Toward the end of the book, nearly 300 pages farther on, he quotes from a report written ten years later by another US adviser cataloging corrupt practices that undermined South Vietnam’s military effectiveness: “The soldier’s monthly contribution to his commander, the buying of positions and assignments, the reluctance to relieve (not transfer) the inept, the reluctance to assign the able because of lack of schooling or position, the concern for self and not for one’s men, the blatant theft of government and private property.”
Those “and other injustices, corruption and inattention,” the adviser concluded, “bred the reluctance or refusal of the soldier to fight, the NCOs and junior officers to lead, and the senior officers to command.”
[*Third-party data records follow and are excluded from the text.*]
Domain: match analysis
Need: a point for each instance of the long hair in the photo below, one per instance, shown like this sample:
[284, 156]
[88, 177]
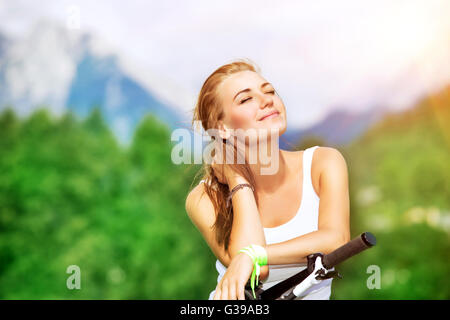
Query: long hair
[208, 110]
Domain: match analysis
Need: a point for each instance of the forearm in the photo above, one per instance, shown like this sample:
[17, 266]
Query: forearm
[297, 249]
[247, 227]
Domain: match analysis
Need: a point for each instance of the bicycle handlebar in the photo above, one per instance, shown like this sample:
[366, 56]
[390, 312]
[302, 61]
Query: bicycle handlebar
[360, 243]
[355, 246]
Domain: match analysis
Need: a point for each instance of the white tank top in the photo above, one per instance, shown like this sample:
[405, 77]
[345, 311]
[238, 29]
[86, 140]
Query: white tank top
[305, 221]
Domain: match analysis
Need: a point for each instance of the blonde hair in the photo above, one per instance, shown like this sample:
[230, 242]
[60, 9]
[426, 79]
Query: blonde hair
[209, 110]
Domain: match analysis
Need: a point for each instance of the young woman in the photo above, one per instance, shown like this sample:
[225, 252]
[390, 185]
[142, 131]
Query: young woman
[302, 208]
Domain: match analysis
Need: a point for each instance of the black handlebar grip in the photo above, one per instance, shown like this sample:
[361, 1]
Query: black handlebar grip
[364, 241]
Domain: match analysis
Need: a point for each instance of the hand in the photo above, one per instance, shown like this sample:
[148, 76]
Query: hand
[232, 284]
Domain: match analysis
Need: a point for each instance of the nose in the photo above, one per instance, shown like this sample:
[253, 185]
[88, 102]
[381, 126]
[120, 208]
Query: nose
[266, 101]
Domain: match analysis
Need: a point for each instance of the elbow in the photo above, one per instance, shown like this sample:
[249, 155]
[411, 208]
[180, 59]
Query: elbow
[338, 239]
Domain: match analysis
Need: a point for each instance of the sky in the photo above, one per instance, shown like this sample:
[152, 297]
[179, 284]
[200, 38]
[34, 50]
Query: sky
[319, 55]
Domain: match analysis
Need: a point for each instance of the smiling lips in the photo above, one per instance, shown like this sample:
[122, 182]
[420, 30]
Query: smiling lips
[273, 113]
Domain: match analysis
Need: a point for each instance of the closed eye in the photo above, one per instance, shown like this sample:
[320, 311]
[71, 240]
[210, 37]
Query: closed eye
[245, 100]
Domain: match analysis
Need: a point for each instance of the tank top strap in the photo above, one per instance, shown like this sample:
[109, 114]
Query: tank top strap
[307, 163]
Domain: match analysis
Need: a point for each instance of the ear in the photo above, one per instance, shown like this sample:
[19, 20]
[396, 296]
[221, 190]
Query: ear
[224, 131]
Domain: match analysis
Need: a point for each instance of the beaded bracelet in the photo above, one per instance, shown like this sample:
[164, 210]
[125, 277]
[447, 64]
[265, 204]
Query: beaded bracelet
[236, 188]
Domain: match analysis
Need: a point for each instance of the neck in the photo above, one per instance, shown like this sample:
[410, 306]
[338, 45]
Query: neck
[270, 170]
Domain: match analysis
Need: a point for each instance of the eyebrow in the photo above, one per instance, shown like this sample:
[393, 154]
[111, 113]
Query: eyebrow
[248, 89]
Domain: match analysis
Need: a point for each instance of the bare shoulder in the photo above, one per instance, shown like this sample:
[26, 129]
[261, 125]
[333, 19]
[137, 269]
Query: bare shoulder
[197, 201]
[329, 159]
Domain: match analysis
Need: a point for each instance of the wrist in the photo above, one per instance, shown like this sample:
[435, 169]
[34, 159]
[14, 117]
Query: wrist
[235, 180]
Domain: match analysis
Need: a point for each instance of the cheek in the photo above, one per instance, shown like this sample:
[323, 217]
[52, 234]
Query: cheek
[243, 118]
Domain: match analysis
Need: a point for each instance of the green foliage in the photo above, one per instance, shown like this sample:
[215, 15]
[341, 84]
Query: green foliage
[71, 195]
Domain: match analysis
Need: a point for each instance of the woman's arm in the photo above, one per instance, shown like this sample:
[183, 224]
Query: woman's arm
[334, 215]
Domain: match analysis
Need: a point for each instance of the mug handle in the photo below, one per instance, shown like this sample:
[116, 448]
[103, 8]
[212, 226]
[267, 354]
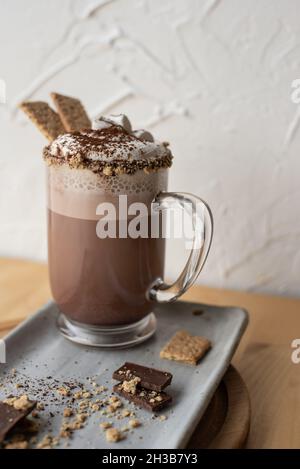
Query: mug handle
[202, 222]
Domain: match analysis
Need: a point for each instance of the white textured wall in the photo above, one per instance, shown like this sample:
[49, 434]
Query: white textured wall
[211, 76]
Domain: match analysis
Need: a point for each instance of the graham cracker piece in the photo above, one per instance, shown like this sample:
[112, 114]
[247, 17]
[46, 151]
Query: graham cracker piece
[46, 120]
[71, 112]
[185, 348]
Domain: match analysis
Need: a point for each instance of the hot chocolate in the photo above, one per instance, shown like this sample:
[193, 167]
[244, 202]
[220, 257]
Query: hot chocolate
[102, 281]
[106, 282]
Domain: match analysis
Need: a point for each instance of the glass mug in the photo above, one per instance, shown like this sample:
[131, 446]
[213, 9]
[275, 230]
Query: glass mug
[106, 252]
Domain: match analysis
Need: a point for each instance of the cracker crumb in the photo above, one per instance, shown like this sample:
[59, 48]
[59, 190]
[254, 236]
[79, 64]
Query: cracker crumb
[68, 412]
[134, 423]
[130, 386]
[113, 435]
[185, 348]
[105, 425]
[19, 403]
[64, 391]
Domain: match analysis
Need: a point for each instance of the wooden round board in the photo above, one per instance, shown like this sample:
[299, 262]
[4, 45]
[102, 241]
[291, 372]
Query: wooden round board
[226, 422]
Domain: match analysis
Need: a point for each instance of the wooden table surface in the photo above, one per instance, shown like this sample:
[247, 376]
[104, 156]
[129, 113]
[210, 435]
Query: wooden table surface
[263, 357]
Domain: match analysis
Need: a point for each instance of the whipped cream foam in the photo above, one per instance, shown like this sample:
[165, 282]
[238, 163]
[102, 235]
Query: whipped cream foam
[111, 148]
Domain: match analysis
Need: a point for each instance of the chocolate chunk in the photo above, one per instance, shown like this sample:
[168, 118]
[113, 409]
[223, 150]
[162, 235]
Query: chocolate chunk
[9, 417]
[155, 380]
[149, 400]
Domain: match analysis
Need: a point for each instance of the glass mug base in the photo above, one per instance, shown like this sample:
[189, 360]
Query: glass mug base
[108, 336]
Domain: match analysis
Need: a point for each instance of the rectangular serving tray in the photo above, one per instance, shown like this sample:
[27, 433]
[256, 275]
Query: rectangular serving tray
[37, 350]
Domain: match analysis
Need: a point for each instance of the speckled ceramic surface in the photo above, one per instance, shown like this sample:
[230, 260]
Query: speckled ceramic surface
[36, 350]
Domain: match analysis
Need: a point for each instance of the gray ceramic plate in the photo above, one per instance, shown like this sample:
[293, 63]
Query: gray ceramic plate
[36, 350]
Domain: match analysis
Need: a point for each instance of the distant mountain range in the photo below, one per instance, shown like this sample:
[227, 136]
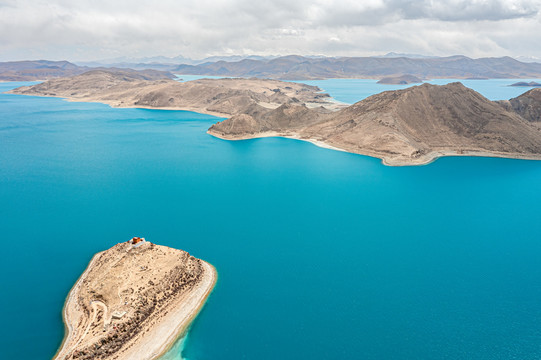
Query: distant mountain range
[301, 68]
[295, 67]
[405, 127]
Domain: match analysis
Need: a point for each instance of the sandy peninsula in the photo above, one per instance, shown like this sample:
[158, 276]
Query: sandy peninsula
[218, 97]
[133, 301]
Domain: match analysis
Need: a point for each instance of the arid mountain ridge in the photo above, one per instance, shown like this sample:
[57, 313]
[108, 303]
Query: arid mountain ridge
[407, 127]
[152, 89]
[412, 126]
[295, 67]
[302, 68]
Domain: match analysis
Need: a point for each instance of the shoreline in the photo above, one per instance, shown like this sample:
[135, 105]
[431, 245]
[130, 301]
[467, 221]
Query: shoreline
[162, 336]
[425, 160]
[183, 328]
[68, 329]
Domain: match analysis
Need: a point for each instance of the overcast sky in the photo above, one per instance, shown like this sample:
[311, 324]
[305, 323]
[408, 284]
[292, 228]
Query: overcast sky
[101, 29]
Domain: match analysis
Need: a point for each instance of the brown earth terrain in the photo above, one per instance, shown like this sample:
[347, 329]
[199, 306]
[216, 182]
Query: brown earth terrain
[412, 126]
[400, 80]
[221, 97]
[133, 301]
[527, 105]
[405, 127]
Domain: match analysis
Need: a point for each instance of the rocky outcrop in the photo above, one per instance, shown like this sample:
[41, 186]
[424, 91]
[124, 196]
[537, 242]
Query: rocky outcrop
[222, 97]
[403, 127]
[527, 105]
[132, 301]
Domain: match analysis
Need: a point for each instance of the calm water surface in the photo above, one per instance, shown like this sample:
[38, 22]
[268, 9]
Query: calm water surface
[321, 254]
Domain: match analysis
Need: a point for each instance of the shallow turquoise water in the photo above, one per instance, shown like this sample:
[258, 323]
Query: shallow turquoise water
[321, 254]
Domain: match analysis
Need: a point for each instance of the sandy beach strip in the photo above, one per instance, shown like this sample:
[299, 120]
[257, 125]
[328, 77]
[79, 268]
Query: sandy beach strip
[160, 336]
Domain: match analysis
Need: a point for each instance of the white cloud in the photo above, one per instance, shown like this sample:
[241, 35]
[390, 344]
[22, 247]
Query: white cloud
[94, 29]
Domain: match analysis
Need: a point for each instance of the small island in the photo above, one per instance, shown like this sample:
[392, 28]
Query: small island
[526, 84]
[133, 301]
[400, 80]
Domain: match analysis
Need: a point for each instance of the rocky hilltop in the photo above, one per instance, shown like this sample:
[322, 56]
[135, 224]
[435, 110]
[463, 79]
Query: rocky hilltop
[221, 97]
[404, 127]
[527, 105]
[133, 301]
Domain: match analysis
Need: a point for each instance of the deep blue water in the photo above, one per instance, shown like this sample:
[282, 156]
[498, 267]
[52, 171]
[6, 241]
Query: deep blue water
[321, 254]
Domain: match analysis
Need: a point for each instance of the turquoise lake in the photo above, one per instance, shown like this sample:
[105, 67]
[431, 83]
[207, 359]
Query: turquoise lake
[321, 254]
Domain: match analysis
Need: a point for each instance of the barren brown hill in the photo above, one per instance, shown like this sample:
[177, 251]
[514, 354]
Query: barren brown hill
[133, 301]
[222, 97]
[404, 127]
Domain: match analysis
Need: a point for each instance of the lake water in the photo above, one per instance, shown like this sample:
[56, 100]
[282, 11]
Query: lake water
[321, 254]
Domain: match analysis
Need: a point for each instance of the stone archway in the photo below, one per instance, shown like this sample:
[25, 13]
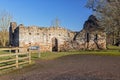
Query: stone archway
[54, 44]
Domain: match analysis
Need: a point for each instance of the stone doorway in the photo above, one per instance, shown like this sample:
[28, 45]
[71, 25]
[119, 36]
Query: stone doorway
[54, 44]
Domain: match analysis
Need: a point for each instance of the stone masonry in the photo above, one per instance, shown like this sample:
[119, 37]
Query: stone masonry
[91, 37]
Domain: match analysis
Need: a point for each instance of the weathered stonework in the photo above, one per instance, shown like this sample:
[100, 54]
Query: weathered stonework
[58, 38]
[49, 39]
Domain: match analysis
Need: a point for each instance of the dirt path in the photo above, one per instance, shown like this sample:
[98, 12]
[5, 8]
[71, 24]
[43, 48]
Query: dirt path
[75, 67]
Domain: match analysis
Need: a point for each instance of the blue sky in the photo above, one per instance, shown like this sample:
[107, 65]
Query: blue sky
[71, 13]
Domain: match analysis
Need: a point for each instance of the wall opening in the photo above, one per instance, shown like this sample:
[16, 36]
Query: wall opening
[88, 37]
[54, 44]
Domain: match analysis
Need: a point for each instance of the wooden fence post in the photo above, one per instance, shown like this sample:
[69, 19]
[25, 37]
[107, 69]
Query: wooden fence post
[16, 52]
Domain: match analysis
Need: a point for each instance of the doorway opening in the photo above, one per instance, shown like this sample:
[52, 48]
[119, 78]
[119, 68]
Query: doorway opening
[54, 44]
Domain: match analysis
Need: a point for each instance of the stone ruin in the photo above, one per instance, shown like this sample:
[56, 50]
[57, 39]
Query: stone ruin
[91, 37]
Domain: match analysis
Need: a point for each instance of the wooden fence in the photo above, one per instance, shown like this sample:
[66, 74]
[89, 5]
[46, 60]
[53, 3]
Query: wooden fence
[13, 59]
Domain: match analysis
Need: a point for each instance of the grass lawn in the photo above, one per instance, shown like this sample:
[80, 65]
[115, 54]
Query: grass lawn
[111, 51]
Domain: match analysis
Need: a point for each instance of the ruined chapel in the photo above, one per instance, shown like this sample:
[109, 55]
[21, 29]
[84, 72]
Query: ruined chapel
[91, 37]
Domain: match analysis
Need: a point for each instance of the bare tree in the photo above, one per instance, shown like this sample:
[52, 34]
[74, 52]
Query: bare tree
[5, 19]
[108, 12]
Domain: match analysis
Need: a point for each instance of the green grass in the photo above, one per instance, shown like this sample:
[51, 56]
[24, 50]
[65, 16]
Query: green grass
[111, 51]
[54, 55]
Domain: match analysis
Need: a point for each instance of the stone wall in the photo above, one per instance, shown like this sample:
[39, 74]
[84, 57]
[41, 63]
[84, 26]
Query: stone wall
[91, 37]
[39, 36]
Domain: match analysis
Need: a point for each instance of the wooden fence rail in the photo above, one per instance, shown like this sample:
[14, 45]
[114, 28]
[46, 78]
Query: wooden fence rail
[16, 59]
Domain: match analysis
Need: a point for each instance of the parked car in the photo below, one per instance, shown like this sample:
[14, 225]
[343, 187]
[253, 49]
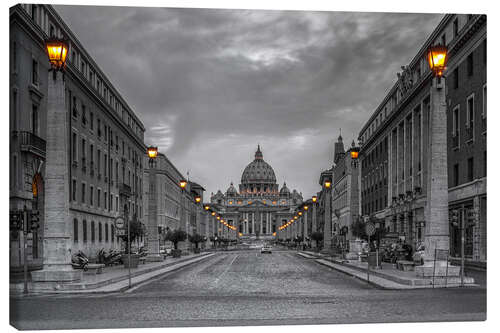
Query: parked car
[418, 256]
[164, 250]
[266, 249]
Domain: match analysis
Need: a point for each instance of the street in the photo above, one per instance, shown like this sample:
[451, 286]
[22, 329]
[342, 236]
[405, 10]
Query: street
[248, 288]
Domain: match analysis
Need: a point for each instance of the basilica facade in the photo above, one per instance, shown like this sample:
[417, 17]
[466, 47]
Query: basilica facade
[259, 206]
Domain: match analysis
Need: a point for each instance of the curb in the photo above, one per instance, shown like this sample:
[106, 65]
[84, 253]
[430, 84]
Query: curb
[116, 280]
[388, 283]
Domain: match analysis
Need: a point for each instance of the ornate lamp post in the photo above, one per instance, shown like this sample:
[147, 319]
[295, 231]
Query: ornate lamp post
[327, 228]
[56, 236]
[153, 236]
[436, 226]
[314, 223]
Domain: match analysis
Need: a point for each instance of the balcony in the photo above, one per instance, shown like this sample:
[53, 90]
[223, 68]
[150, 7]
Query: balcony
[125, 189]
[31, 143]
[469, 133]
[455, 140]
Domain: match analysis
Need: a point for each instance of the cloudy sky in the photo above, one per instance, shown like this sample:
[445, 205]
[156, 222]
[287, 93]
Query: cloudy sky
[209, 85]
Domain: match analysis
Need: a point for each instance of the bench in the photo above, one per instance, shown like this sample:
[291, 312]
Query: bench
[405, 265]
[94, 269]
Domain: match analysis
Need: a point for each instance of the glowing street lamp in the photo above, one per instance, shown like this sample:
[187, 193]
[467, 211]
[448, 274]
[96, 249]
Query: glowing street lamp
[437, 56]
[152, 152]
[57, 50]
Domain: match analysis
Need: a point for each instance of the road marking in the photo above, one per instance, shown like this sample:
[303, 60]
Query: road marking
[225, 271]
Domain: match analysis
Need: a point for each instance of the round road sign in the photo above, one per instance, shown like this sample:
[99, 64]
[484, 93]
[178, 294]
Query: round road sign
[370, 229]
[119, 222]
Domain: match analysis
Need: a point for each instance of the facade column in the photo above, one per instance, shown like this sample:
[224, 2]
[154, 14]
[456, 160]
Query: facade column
[253, 223]
[152, 226]
[57, 231]
[436, 226]
[327, 233]
[413, 146]
[389, 168]
[313, 226]
[305, 224]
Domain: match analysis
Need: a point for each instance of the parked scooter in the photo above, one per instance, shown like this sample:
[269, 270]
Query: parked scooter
[80, 261]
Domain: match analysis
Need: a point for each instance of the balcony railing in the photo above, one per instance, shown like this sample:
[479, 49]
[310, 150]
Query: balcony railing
[454, 140]
[32, 143]
[469, 133]
[125, 189]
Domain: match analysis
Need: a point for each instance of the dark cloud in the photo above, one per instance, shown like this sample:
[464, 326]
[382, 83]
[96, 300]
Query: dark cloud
[210, 84]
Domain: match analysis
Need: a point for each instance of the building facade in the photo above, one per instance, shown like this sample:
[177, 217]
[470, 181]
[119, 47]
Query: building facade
[172, 207]
[106, 138]
[394, 158]
[345, 193]
[260, 206]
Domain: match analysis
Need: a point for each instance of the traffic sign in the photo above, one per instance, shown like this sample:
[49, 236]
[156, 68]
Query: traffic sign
[119, 222]
[121, 232]
[370, 229]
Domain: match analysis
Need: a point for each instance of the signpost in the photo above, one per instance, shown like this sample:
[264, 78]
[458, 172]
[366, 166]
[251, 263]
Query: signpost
[121, 231]
[370, 231]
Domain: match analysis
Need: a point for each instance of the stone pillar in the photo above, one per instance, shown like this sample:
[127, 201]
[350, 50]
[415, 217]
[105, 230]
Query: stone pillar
[57, 221]
[152, 224]
[327, 231]
[436, 226]
[313, 226]
[305, 225]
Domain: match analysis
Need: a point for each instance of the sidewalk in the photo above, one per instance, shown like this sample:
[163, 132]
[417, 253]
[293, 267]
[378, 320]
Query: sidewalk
[388, 276]
[112, 279]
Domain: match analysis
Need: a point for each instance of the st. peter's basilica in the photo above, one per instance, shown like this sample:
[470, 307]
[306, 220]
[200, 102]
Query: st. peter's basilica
[260, 206]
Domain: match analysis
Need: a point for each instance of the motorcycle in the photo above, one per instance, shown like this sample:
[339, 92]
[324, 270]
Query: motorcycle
[80, 261]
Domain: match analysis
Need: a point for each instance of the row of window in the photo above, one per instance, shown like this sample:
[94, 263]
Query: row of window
[469, 118]
[471, 173]
[40, 17]
[374, 206]
[109, 232]
[84, 199]
[470, 66]
[106, 134]
[373, 156]
[416, 74]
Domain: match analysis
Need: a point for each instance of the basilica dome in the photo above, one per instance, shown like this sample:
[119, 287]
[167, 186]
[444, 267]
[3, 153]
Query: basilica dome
[231, 191]
[258, 171]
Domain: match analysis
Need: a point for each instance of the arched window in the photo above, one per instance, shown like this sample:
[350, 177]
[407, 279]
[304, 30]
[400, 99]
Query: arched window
[100, 232]
[84, 227]
[75, 230]
[92, 231]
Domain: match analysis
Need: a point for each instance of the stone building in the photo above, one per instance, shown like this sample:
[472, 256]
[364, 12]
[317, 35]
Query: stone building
[106, 138]
[260, 206]
[173, 207]
[345, 193]
[394, 158]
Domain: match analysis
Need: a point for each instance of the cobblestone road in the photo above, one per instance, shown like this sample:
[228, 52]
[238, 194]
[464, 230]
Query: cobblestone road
[249, 288]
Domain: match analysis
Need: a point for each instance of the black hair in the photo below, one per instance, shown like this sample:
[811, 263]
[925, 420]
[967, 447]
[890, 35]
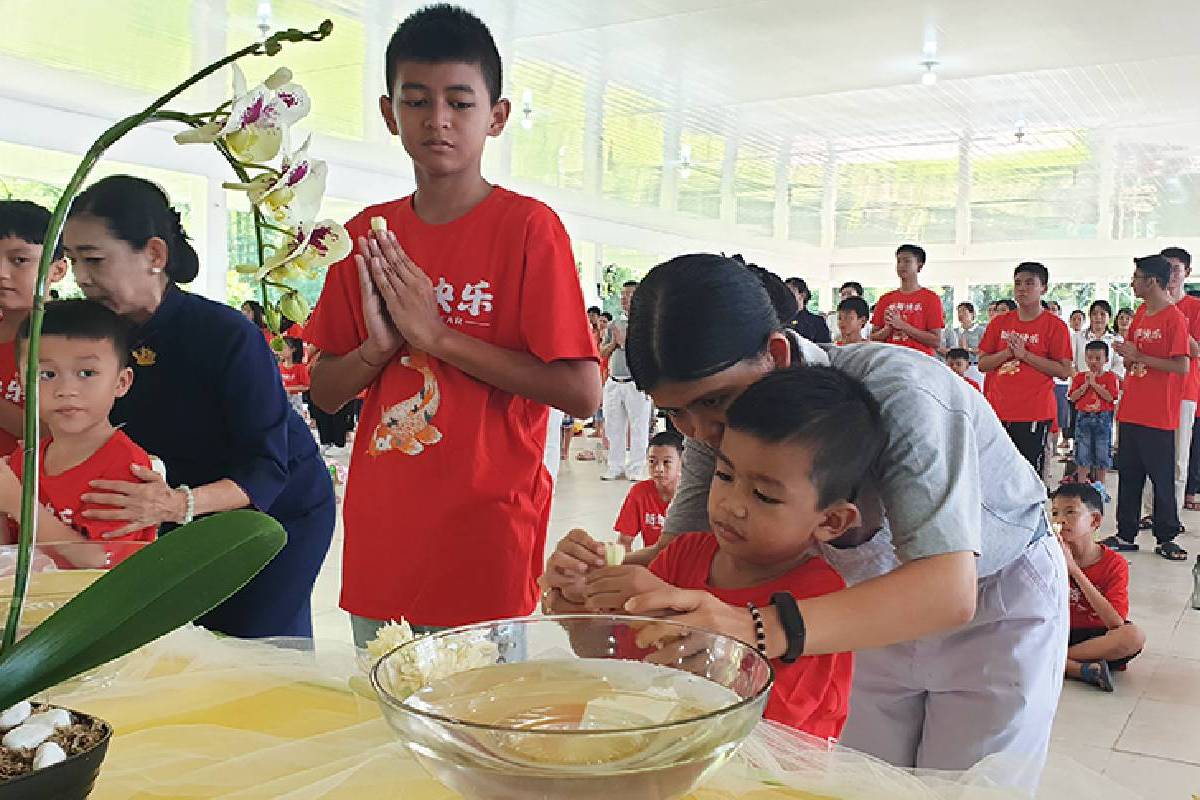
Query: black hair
[1183, 256]
[913, 250]
[1085, 493]
[822, 409]
[443, 34]
[83, 319]
[856, 305]
[667, 439]
[257, 312]
[137, 210]
[295, 347]
[28, 222]
[1037, 270]
[665, 342]
[1156, 266]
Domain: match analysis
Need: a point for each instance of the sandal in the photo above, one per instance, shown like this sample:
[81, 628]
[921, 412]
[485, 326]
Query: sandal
[1097, 674]
[1171, 552]
[1117, 543]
Uphill Battle tells Scotton’s own story, not the larger history of the war, and there is no indication that he intended it to counter any of the revisionist accounts by other writers. But his observations are more than enough to demolish such myths as the contention that the war was effectively won before the final stage of the Paris peace negotiations in late 1972 (and that South Vietnam successfully defeated the Communist Easter offensive earlier that year, proving that Vietnamization had worked).
For any reader whose mind is not invincibly closed to unwelcome facts, Scotton’s recollections of that period will completely explode that notion, just as the rest of the book effectively refutes the general thrust of the revisionist version of the war.
Beside those who want to revise the history of Vietnam, another category of readers who should be required to read this book are the evangelists and communicants of the present-day cult of counterinsurgency.
Scotton’s experiences do not disprove the counterinsurgency concept, but they show its limitations — in particular, that success still depends on effective local authorities up and down the governmental ladder.
As one of his like-minded colleagues observed about the Rural Development (also known as Revolutionary Development) program, one of the various incarnations of the Vietnam pacification effort, “Where there is good gov’t and good local officials, the RD program works — where there aren’t, it doesn’t.”
Today’s COIN advocates would do well to remember that that axiom is almost certainly as valid in Afghanistan and other conflict areas today as it was in South Vietnam four and a half decades ago.
Arnold R. Isaacs was a correspondent in Vietnam from 1972 to 1975 and is the author of Without Honor: Defeat in Vietnam and Cambodia.